VietNamNet Bridge - Scientists have called for urgent measures to protect the mudflat at the Ca Mau Cape, an area with great potential in ecotourism. The southernmost point in the country is being devastated day by day.
The mudflat of the Ca Mau province is about 34 kilometers in length, covering an area of 10,000 hectares. The area was formed by two different tidal regimes of the East and West Sea and the currents of the two big rivers Bay Hap and Cua Lon. When the tide receded, it left alluvium, helping extend the mudflat towards the sea by four kilometers.

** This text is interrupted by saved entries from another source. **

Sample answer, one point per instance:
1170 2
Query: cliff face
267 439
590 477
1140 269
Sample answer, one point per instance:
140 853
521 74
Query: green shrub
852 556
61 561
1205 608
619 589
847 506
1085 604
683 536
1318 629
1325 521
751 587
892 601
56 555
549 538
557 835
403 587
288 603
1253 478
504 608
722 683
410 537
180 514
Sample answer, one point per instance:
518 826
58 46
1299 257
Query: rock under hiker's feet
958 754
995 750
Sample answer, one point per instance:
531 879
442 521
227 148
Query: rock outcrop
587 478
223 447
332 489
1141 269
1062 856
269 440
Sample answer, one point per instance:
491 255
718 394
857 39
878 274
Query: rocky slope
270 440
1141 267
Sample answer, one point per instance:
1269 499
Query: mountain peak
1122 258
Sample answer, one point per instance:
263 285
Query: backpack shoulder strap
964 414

The mangrove ecosystem in the mudflats plays a very important role in ecological balance. It is the habitat for aquatic creatures and a coastal protective forest that helps ease damage caused by natural calamities.
As the mudflat is the aquatic creatures’ spawning area, it is a place for thousands of households from many regional provinces to earn their living. However, the unreasonable exploitation of aquatic resources has seriously caused damage to the mudflat ecosystem.
Three years ago, local newspapers reported that 2,000-3,000 people from southern provinces flocked to the mudflat to exploit clams, which caused serious security problems and devastated the local natural ecosystem.
Despite the warnings, the clam exploitation continues. More and more people flock to the area to seek opportunities, using both manual and mechanical instruments, to look for clams.
People not only gather there for four months when clam breeders appear, but all year round, exploiting other aquatic species.
Because of the attractive aquatic resources, many households still live in the coastal protective forest area, which they have been asked to leave.
According to Ngo Minh Toai, chair of Dat Mui Commune People’s Committee, about 300 households are subject to evacuation, but they still live in the area. The conditions in the resettlement areas are not good for living.
Not only the mudflat, but the coastal protective forests have also suffered from the locals’ overexploitation.
Tran Ngoc Thao, director of Ngoc Hien Forestry Company, said many locals had secretly entered the forests to fell trees and carry away wood.
The local authorities have organized production models in an effort to help locals earn a living and restrict damages. The Dat Mui Clam Cooperative has been set up to help farmers exploit the mudflat potential in the most effective and sustainable way.
However, poor farmers in the mudflat area do not benefit much from the local authorities’ policy.
Meanwhile, Toai, when asked about the plan to evacuate 300 households from the protective forest area, would only say that it was an important task.